Thanks for reporting that issue,

First you need to know that there are two types of characters in Arabic script. see image below.

issue-tele

1. Arabic Tashkeel/diacritics. ( marked in red )

These marks are supplementary but they provide information about the correct pronunciation of an Arabic word. in most cases an Arabic native speaker can read Arabic text without confusing the meanings of the words and it's so unlikely that someone would use them when writing by hand. But they're so important to prevent misinterpretation of some text like the Holy Quran. for example if you follow the link in the previous paragraph you'll find that the second verse tells that Byzantium has been vanquished/defeated but if we remove the diacritics as you can see in the image below. The meaning of the verse becomes totally ambiguous. It could mean that they've been defeated or that the are victorious depending on the pronunciation.

roman

2. Arabic Abjad ( marked in Black )

The basic Arabic alphabet ( 28 letters ). In terms of lettering the three lines of text has the same letters ( no issue here ) and for an Arabic native speaker, there'll be no confusion in reading and understanding the meaning convoyed in these texts even without diacritics these three lines of text will convey the same meaning:

بسم الله الرحمن الرحيم In the Name of Allah, the Most Beneficent, the Most Merciful

even this form of Arabic Calligraphy

has the same meaning.


To conclude there are two issues we haven't been able to solve yet!

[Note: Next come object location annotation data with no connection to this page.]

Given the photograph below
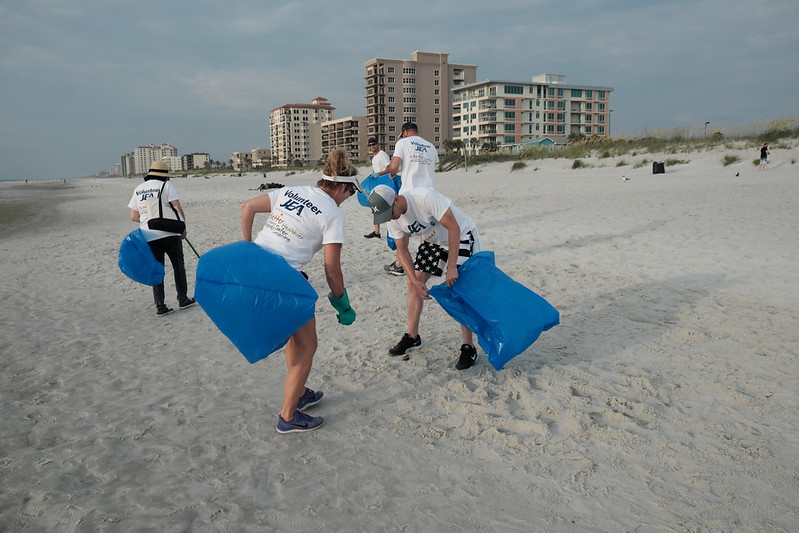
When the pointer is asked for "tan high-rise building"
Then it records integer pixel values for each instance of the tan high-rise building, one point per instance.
(348, 133)
(295, 132)
(413, 90)
(507, 114)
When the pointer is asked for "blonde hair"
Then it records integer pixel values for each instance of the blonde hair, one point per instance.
(338, 164)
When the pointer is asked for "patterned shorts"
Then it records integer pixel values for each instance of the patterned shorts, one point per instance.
(432, 258)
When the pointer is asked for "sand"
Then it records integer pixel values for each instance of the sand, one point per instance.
(665, 401)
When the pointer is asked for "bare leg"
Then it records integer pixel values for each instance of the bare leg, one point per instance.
(415, 305)
(467, 336)
(300, 350)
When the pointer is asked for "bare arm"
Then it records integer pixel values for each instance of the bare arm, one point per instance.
(335, 278)
(393, 167)
(454, 230)
(259, 204)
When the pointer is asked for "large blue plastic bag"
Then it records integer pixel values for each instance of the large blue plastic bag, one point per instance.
(136, 260)
(506, 316)
(372, 181)
(253, 296)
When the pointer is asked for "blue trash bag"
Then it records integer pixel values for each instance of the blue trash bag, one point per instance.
(506, 316)
(136, 260)
(372, 181)
(253, 296)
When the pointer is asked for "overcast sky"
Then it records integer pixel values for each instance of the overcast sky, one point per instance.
(84, 81)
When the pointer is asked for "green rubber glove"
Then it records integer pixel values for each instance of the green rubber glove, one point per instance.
(346, 314)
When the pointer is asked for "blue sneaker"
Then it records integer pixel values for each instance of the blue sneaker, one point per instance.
(309, 399)
(300, 423)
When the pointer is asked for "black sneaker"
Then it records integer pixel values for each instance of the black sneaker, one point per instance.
(468, 357)
(163, 310)
(300, 423)
(406, 343)
(394, 269)
(309, 398)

1. Rendering of special word ( Allah : الله )

I found that font includes a composed glyph of the Arabic word Allah as seen in the image below. but the rule for applying this glyph is missing from the font. I already contacted the developers of Scheherazade to learn more about this issue and I hope to hear from them soon. but until this issue is fixed you can insert the composed character manually by hitting ctrl + shift + u then enter fdf2 if you're on linux to get . if you're using windows hold alt and enter the same sequence fdf2 that of course after selecting Scheherazade as your writing font.

lafdzualjalalah

2. Incorrect positioning of Arabic diacritics

I already discussed this issue with @Jolg42 in my last PR.

by supporting diacritics composition we're not missing any of the essential features for properly rendering Arabic text except correcting the positioning of diacritics and I found that we're missing the required GPOS lookups to fix this issue.

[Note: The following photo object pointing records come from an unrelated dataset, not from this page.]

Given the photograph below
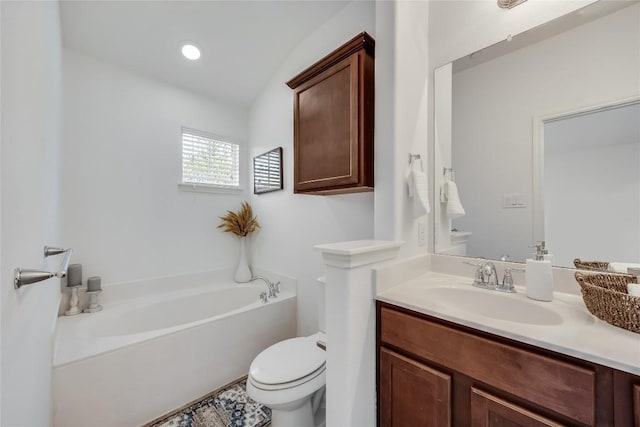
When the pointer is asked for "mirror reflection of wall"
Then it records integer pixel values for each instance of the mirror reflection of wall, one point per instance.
(496, 100)
(592, 185)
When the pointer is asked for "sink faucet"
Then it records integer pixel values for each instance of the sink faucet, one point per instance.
(486, 277)
(273, 288)
(489, 274)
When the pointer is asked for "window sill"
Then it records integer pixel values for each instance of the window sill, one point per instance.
(204, 188)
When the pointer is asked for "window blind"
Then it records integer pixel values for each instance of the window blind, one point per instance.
(267, 172)
(209, 160)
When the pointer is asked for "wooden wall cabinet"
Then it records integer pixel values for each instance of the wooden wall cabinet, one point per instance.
(333, 121)
(436, 373)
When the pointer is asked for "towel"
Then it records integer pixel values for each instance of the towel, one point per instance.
(418, 188)
(454, 207)
(621, 267)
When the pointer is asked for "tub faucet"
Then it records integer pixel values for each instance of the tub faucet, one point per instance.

I hope you find my response useful. I also would like to note that Arabic text rendering is not very well supported in many libraries/platforms not saying that as an excuse but computer fonts — Opentype in our case was originally made to support basic writing scripts like Latin but it offers limited support for complex writing scripts like Arabic. I hope one day we'll be able to change that. so until then stay tuned for my awesome future contributions :blush:

For more information please check my PR #359 . also Scheherazade is a cursive type font so vertical lines was designed to be a little bit round unlike Arial that has sharp edges — it's not a fault in anyway it's just the designer's stylistic decision.

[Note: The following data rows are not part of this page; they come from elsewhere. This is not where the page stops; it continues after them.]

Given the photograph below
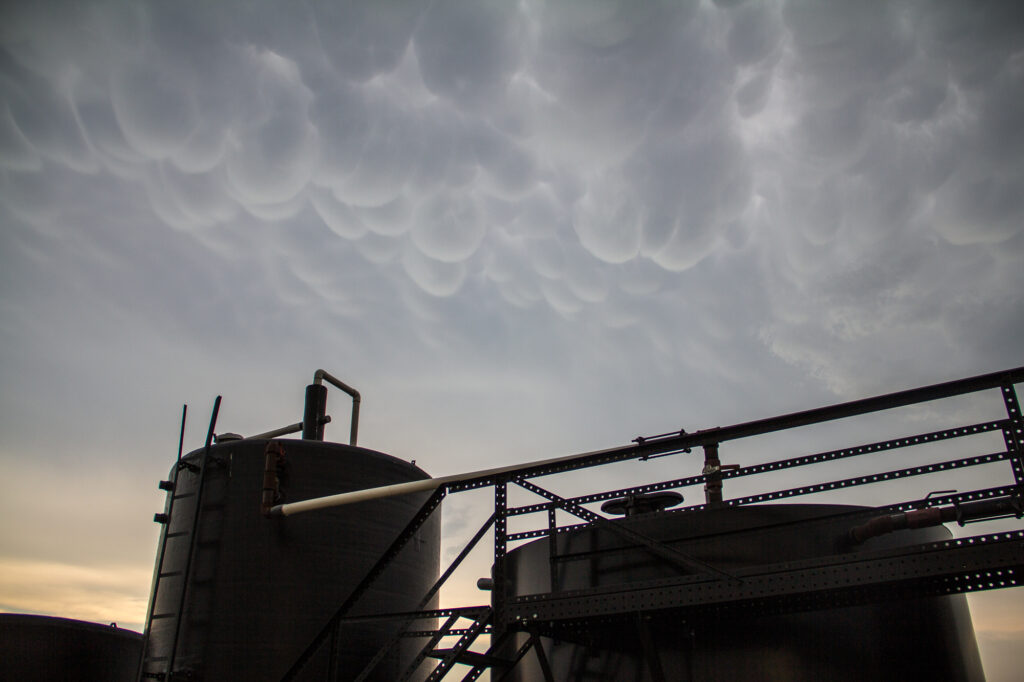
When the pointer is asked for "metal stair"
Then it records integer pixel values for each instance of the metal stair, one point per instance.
(171, 583)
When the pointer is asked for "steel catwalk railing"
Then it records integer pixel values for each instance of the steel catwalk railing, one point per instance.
(940, 567)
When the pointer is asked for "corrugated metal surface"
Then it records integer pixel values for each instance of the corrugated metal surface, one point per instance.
(260, 589)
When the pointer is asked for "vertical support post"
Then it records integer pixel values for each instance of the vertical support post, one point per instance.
(542, 658)
(713, 472)
(315, 411)
(1014, 433)
(500, 591)
(553, 547)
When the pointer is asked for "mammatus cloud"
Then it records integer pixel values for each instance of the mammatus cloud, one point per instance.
(546, 148)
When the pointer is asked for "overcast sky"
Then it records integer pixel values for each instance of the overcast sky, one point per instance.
(520, 228)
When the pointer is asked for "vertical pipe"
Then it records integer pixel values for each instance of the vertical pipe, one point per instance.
(314, 413)
(713, 473)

moyogo commented 5 years ago

Regarding the Allah word, Scheherazade is following the Unicode specification. Fonts should only form the allah ligature when the shadda and the superscript alef are present in the character sequence. See the note about FDF2 in https://www.unicode.org/versions/Unicode11.0.0/ch09.pdf#page=32:

U+FDF2 ARABIC LIGATURE ALLAH ISOLATED FORM is a very common ligature, used to display the name of God. When the formation of the allah ligature is desired, the recommended way to represent the word would be <alef, lam, lam, shadda, superscript alef, heh><0627, 0644, 0644, 0651, 0670, 0647>. In non-Arabic languages, other forms of heh, such as heh goal (U+06C1), may also form the ligature. Extra care should be taken not to form the ligature in the absence of the shadda and the superscript alef, as the sequences <alef, lam, lam, heh> and <alef, lam, lam, shadda, heh> exist in Persian and other languages with different meanings or pronunciations, where the formation of the ligature would be incorrect and inappropriate.

However many fonts, including widely used system fonts, do form the ligature without the shadda and superscript alef being present in the character sequence. So it is understandable that there is such a user expectation but it is problematic for the reasons given in the Unicode standard.

solomancode commented 5 years ago

Hi @moyogo ,

Thanks for your feedback.

Technically Speaking

Scheherazade font developer has provided the rules for composing one or more glyphs in certain contexts and I used these rules as a part of my implementation for fixing Arabic text rendering in my PR #359.

for example the rule for composing a Shadda with superscript alef ( alif khanjariyya ) is present in the GSUB table and if you test them now you'll get the composed glyph rather than two separate glyphs.

shadda-dagger Shadda composed with superscript alef rendered by opentype.js

also if you entered the sequence <alef, lam, lam, shadda, superscript alef, heh> you'll get the expected render result from opentype.js. but you'll get <alef, lam, lam, ( shadda and superscript alef in a single glyph ), heh>

allah_opentype

If you inspect Scheherazade font file, you'll find that there is a single glyph that has the composition of <alef, lam, lam, shadda, superscript alef, heh> unicode \ufdf2 .

lafdzualjalalah

I looked up the GSUB table for the rule for applying this glyph but I couldn't find any rule that describes this relation. I can't create the mapping manually between the sequence <alef, lam, lam, shadda, superscript alef, heh> and the glyph \ufdf2 . If I did that I might break the rendering of this glyph in other fonts.

Practically speaking

I don't agree with what's mentioned in the spec.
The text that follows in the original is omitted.